That's the sound of me falling off the wagon last night.
It started innocently enough. I'd had a pretty shitty day and after losing only half a kilo (yes yes I know I should be happy with that but I wasn't ok?) I made a vege-packed bolognese sauce (thx to virtual librarian for the tip about grated zucchini - you're right, I totally didn't notice it) and ate it with some notatoes (yes, you read that right, it's fake potatoes, made of cauliflower).
I was pretty full afterwards, but in that "I'm full but want chocolate" kind of way that happens when you're down. So I had a diet jelly. That just didn't cut it. So I had a diet ice cream. That was pretty good, but not quite chocolatey enough. So I had a Lindt ball - I ate it very slowly, basically sucking the chocolate off. Surely that will satisfy my craving?

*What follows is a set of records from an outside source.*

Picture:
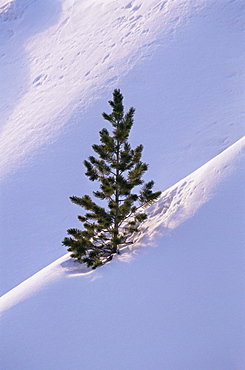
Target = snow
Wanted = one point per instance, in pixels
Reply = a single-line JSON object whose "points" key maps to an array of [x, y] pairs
{"points": [[181, 64]]}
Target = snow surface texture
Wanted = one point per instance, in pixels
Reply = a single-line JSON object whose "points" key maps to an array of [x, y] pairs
{"points": [[181, 64], [175, 307]]}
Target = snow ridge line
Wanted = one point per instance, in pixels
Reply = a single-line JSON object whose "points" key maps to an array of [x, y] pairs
{"points": [[178, 203]]}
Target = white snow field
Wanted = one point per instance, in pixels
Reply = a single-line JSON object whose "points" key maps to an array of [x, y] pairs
{"points": [[178, 306], [180, 63]]}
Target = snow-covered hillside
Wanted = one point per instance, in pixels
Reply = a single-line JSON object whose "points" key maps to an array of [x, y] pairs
{"points": [[180, 63], [178, 306]]}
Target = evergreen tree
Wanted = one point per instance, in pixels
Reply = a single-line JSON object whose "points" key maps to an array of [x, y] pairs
{"points": [[118, 169]]}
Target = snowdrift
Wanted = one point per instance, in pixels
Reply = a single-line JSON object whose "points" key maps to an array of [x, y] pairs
{"points": [[166, 309]]}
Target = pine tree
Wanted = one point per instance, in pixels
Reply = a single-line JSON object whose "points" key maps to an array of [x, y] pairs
{"points": [[118, 169]]}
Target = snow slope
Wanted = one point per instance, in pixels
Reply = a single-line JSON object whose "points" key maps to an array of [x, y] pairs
{"points": [[175, 307], [181, 64]]}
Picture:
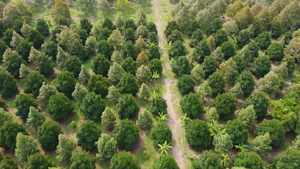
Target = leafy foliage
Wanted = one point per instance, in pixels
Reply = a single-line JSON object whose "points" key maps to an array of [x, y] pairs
{"points": [[198, 135]]}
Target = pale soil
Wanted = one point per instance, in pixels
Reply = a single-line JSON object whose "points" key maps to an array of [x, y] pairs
{"points": [[179, 151]]}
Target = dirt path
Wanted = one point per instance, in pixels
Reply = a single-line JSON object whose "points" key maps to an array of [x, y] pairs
{"points": [[173, 121]]}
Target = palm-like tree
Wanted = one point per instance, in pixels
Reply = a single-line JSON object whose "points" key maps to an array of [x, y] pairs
{"points": [[225, 159], [242, 147], [164, 148], [155, 75], [184, 120], [162, 117], [191, 156], [215, 129]]}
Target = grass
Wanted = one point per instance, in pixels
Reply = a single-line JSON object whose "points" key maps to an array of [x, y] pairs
{"points": [[148, 154]]}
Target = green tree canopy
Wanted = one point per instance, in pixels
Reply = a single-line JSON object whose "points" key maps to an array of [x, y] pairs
{"points": [[48, 134], [99, 85], [82, 159], [198, 135], [249, 160], [191, 105], [66, 83], [274, 128], [186, 84], [128, 84], [226, 105], [126, 134], [237, 131], [60, 107], [165, 161], [127, 107], [124, 160], [161, 133], [87, 134], [8, 134], [208, 159]]}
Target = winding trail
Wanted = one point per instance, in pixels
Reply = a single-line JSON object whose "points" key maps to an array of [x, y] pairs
{"points": [[178, 152]]}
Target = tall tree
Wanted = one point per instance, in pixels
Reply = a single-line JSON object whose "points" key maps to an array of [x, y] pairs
{"points": [[61, 11], [48, 134], [88, 133], [25, 147], [107, 147], [23, 102], [65, 148], [60, 107], [92, 107]]}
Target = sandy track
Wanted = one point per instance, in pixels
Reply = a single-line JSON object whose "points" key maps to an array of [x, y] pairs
{"points": [[178, 152]]}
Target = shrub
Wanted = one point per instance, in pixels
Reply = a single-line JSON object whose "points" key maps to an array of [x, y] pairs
{"points": [[128, 84], [127, 107], [237, 131], [126, 134], [208, 159], [246, 81], [48, 134], [87, 134], [216, 82], [249, 160], [8, 134], [165, 161], [186, 84], [274, 128], [158, 105], [124, 160], [191, 105], [275, 51], [161, 133], [198, 135], [261, 66], [226, 105], [60, 107], [259, 101], [181, 66]]}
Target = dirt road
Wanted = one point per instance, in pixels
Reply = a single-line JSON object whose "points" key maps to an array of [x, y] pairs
{"points": [[178, 152]]}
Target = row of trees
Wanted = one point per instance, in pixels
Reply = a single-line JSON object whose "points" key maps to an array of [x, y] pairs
{"points": [[48, 60], [231, 56]]}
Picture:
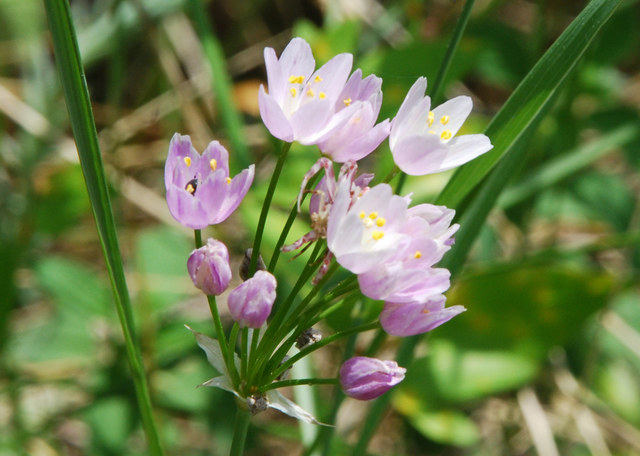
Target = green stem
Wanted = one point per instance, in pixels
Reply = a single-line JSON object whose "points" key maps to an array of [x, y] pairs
{"points": [[311, 348], [240, 427], [266, 205], [300, 381], [73, 81]]}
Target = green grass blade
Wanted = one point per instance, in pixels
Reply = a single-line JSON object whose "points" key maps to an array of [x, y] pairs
{"points": [[222, 87], [77, 98], [525, 105]]}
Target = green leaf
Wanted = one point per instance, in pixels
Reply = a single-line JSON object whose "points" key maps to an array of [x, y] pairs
{"points": [[524, 309], [524, 107]]}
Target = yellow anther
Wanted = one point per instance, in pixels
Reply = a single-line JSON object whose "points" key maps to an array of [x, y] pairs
{"points": [[430, 118]]}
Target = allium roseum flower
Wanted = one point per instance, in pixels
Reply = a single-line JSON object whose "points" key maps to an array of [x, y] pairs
{"points": [[365, 234], [357, 137], [300, 105], [199, 189], [367, 378], [209, 268], [272, 399], [423, 141], [250, 302], [408, 319]]}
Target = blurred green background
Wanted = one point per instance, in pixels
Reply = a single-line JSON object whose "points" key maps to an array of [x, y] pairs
{"points": [[545, 361]]}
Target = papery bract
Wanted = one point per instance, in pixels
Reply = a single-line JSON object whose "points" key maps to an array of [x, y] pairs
{"points": [[408, 319], [300, 106], [209, 267], [423, 141], [358, 136], [250, 302], [367, 378], [199, 189], [274, 399]]}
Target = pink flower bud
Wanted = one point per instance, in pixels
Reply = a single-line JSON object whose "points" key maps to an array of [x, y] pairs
{"points": [[250, 303], [367, 378], [209, 267]]}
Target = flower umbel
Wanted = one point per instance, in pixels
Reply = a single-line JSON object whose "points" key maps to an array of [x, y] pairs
{"points": [[199, 189]]}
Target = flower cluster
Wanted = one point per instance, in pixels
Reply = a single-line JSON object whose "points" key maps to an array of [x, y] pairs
{"points": [[392, 248]]}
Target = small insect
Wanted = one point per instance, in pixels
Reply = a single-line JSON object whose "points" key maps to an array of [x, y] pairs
{"points": [[191, 186]]}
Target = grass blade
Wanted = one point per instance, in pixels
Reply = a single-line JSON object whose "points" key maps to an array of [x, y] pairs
{"points": [[84, 130], [525, 105]]}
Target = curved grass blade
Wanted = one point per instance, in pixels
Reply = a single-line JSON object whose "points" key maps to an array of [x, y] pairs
{"points": [[84, 130], [526, 104]]}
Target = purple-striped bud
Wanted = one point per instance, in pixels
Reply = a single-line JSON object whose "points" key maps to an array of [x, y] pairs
{"points": [[367, 378], [250, 303], [209, 267]]}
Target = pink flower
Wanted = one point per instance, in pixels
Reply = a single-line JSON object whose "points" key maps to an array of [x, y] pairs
{"points": [[424, 142], [357, 137], [199, 189], [209, 267], [408, 319], [250, 303], [300, 105], [367, 378]]}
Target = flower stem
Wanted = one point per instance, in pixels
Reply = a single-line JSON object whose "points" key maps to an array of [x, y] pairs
{"points": [[300, 381], [265, 207], [240, 428]]}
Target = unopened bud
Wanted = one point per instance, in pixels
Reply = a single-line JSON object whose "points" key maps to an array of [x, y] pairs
{"points": [[308, 337]]}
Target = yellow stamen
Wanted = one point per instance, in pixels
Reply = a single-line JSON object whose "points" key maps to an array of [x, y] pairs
{"points": [[430, 118]]}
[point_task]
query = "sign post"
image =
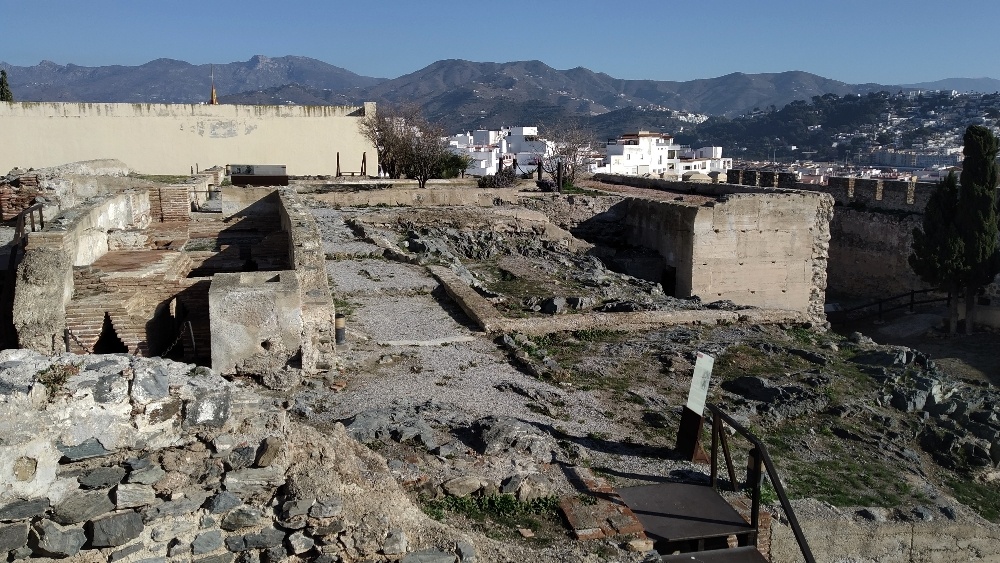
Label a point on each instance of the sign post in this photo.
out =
(689, 433)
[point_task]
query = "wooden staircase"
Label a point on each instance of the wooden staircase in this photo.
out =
(696, 523)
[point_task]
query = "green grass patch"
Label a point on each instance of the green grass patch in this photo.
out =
(848, 481)
(984, 498)
(503, 509)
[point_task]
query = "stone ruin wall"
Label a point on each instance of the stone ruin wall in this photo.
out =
(55, 290)
(765, 247)
(871, 230)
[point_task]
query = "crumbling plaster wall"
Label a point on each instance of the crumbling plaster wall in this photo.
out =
(312, 301)
(44, 283)
(172, 138)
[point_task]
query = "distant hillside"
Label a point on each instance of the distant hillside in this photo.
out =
(171, 81)
(985, 85)
(461, 95)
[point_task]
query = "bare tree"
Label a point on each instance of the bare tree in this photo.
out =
(389, 130)
(427, 151)
(570, 144)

No. So I had another one. Then another. Then they were gone. So I had some white cooking chocolate my stepmum had in the fridge (I'm housesitting). That was yum but not chocolatey enough so I had some weird chocolate cake thing she had in the pantry. By this time I felt a bit sick and wasn't enjoying any of it, so I had a hot shower and went to bed with my shame.
About half way through this binge I stopped enjoying the food - and because the TF diet requires that you stay in ketosis I know that now it will take another few days for me to get back there - falling off the wagon is a very bad thing on this very restrictive diet, and I may not lose any weight this week. In fact, I may put some on because of my bad mood.
So I am seriously considering switching to WeightWatchers in the very near future. I still want to see how I go until I get to Canberra for the wedding - just under two weeks to go - but it's a lot harder than I thought, especially if my mood isn't good, or stable, or whatever.